I’ve heard that as we get older, our need to eat reduces (my neighbor told me that today), or maybe we’re supposed to order an appetizer and dessert too, or maybe I’m just so accustomed to “other” restaurant’s meals that I want MORE! Either way, I’ll still probably go back and order those tamales with that amazing mole again. I think about them in my sleep.

But, after what I did tonight, I probably won’t go back for the Machu Picchu, because I recreated it for a fraction of the price and I can eat until I’m full.  And it made enough to feed our new plant-based neighbors (score!). And it will go into the regular rotation because, even with my kids, I think it took me just over 30 minutes to make (plus cashew soaking time), everyone ate it and loved it, and it felt so, so good to eat.

The Machu Picchu Knockoff

  • Assorted Seasonal Vegetables, steamed
    • I used 4 carrots, 1 summer squash, half a bunch of broccoli
  • Thinly sliced potatoes, steamed (I used those ever-present garden ones, probably 10 or so, not quite 1/4″ thick)
  • 3 + c. cooked Quinoa (I started with 1 1/2 c. uncooked and used the open pan-1/2 to 1″ of water above-simmer until cooked method)

Cashew Chili Cream Sauce

  • 1 to 1 ½ c. raw cashews, soaked in water for at least a few hours
  • Juice of one lime
  • 1 T nutritional yeast
  • 1 t. chili powder
  • 1 ½ c. veggie broth (I used 1 t. vegetable base + 1 ½ c. water)
  • Salt, to taste

Drain the cashews, tossing out the water. Place all ingredients in blender and rip until smooth. Cook over medium heat to thicken for a few minutes, stirring regularly or it will burn. Taste, adjust seasonings, and try to not to eat it all. I found that enough salt was the key to making it ever so amazing.

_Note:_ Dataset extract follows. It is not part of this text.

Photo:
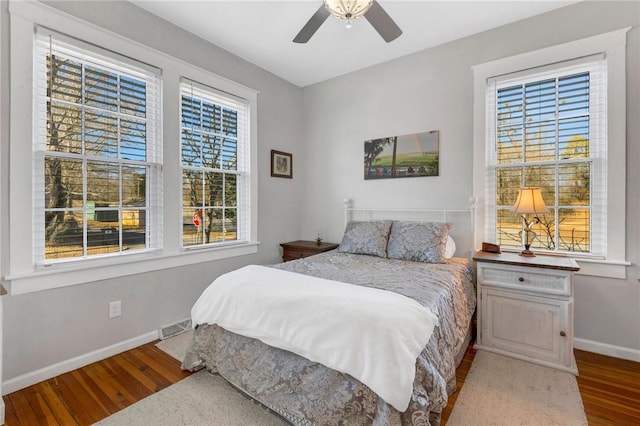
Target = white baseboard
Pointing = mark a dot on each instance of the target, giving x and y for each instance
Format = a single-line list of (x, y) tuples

To serve: top cooked quinoa, vegetables and potatoes with cashew chili cream sauce and eat. And eat. And then as you’re putting it away, lick the spoon, scrape the bowl, etc. And you’ll still have enough for lots of leftovers.  Or for the neighbor that just moved here from another continent whose stuff hasn’t arrived yet and is hardcore plant-based. I am SO excited to get to know them.